おばあちゃんの家1 〜朝の光景〜
小学生の頃の思い出は、殆どが夏にある。夏はボクにとって特別だった。今思えば、その時見た何気ない風景も今は失われたもので、あの特別な時間はもう戻らないことをこの歳になって知った。
夏休みに入ると、和歌山市内に住んでいた従兄弟がおばあちゃんの家にやってきて、夏休み中一緒に寝とまりして過ごすのが決まりごとのようだった。
朝起きるとまず外に出て顔を洗う。
おばあちゃんの家の玄関を出てすぐ前には水道があって、年中水が出っ放しだった。その水は谷から引っ張ってきた水なのでそんなことができた。朝も夜も水がジョボジョボ出ている音が聞こえてくる。

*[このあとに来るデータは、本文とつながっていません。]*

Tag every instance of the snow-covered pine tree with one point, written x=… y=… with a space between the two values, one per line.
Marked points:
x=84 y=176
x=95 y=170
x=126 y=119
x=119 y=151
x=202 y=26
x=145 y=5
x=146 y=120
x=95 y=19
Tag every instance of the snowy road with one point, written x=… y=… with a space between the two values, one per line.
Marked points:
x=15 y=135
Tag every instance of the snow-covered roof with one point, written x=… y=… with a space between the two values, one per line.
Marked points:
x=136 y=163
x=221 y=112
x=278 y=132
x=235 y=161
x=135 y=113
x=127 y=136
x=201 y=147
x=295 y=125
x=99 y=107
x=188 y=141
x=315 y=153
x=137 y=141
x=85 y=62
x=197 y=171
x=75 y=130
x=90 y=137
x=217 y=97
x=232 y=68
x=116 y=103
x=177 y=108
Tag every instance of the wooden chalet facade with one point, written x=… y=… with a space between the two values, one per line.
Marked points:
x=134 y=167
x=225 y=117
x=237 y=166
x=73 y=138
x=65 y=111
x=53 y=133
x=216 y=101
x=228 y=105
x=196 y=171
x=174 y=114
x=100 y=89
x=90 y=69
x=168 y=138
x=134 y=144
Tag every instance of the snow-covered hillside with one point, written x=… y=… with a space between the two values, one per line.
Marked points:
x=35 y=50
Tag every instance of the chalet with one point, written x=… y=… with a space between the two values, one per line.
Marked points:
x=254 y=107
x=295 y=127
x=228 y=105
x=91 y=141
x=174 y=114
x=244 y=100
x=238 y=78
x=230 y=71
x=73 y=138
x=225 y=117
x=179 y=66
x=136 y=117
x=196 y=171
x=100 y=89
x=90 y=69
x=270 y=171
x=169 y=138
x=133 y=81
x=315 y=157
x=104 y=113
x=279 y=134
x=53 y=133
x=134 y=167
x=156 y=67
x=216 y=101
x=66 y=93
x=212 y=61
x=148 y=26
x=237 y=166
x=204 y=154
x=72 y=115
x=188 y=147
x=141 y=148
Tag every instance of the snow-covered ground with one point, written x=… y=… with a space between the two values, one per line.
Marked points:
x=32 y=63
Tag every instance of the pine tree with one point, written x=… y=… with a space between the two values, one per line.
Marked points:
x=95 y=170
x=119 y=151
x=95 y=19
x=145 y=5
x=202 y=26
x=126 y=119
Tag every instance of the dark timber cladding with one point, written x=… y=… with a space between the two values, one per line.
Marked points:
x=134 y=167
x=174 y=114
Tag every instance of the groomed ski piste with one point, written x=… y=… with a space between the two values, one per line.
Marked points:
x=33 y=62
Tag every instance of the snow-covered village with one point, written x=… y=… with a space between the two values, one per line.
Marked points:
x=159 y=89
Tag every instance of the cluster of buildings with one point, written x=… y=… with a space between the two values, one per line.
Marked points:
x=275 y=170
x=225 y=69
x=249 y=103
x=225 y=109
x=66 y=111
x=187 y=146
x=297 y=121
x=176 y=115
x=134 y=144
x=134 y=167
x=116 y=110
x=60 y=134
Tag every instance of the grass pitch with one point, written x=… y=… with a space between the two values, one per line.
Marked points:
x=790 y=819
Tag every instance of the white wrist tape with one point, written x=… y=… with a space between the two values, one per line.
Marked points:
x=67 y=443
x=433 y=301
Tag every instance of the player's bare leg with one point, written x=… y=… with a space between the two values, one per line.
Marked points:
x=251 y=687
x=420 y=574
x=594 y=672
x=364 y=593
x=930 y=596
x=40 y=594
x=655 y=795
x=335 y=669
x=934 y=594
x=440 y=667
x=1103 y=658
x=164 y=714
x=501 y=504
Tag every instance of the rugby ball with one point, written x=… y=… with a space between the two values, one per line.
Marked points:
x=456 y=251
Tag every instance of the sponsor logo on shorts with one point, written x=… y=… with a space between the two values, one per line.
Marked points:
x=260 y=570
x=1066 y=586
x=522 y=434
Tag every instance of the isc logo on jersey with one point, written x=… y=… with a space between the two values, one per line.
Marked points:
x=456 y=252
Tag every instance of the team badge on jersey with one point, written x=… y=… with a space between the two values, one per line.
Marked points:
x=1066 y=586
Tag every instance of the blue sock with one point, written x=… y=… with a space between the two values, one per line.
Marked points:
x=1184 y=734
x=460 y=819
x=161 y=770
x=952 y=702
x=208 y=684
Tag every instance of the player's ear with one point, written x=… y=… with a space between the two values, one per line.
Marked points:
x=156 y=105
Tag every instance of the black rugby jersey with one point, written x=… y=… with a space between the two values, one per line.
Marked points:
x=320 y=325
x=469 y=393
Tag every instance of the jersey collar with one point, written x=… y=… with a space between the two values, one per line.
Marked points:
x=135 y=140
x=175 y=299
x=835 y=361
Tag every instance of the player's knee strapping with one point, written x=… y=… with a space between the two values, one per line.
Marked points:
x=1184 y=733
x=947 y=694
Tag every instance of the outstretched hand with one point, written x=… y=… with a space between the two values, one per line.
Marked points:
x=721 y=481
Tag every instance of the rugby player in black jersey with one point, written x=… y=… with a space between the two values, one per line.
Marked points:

とくに夏の朝に聞けばその音は清々しい。音だけでなく谷の水は冷たく気持ちいい。
その水道の横にはいつも、ダルマのように下側が丸い、レトロなコップがかかっていた。
朝はその水道で顔を洗い、歯磨きをした後はそのコップを使った。そしてまた元の場所にコップをかけるのだが、水に濡れたコップは朝の光と、透過する夏の緑でキラキラと輝いて見えた。
朝ごはんにはおばあちゃんが作った卵焼きや、きゅうり、ナスの糠漬けが並んだ。
思い出の中で美化されるからか、いま目に浮かぶそれら何気ない朝の光景は、とても鮮明であり、朝ごはんはとても美味しかったように思うのだ。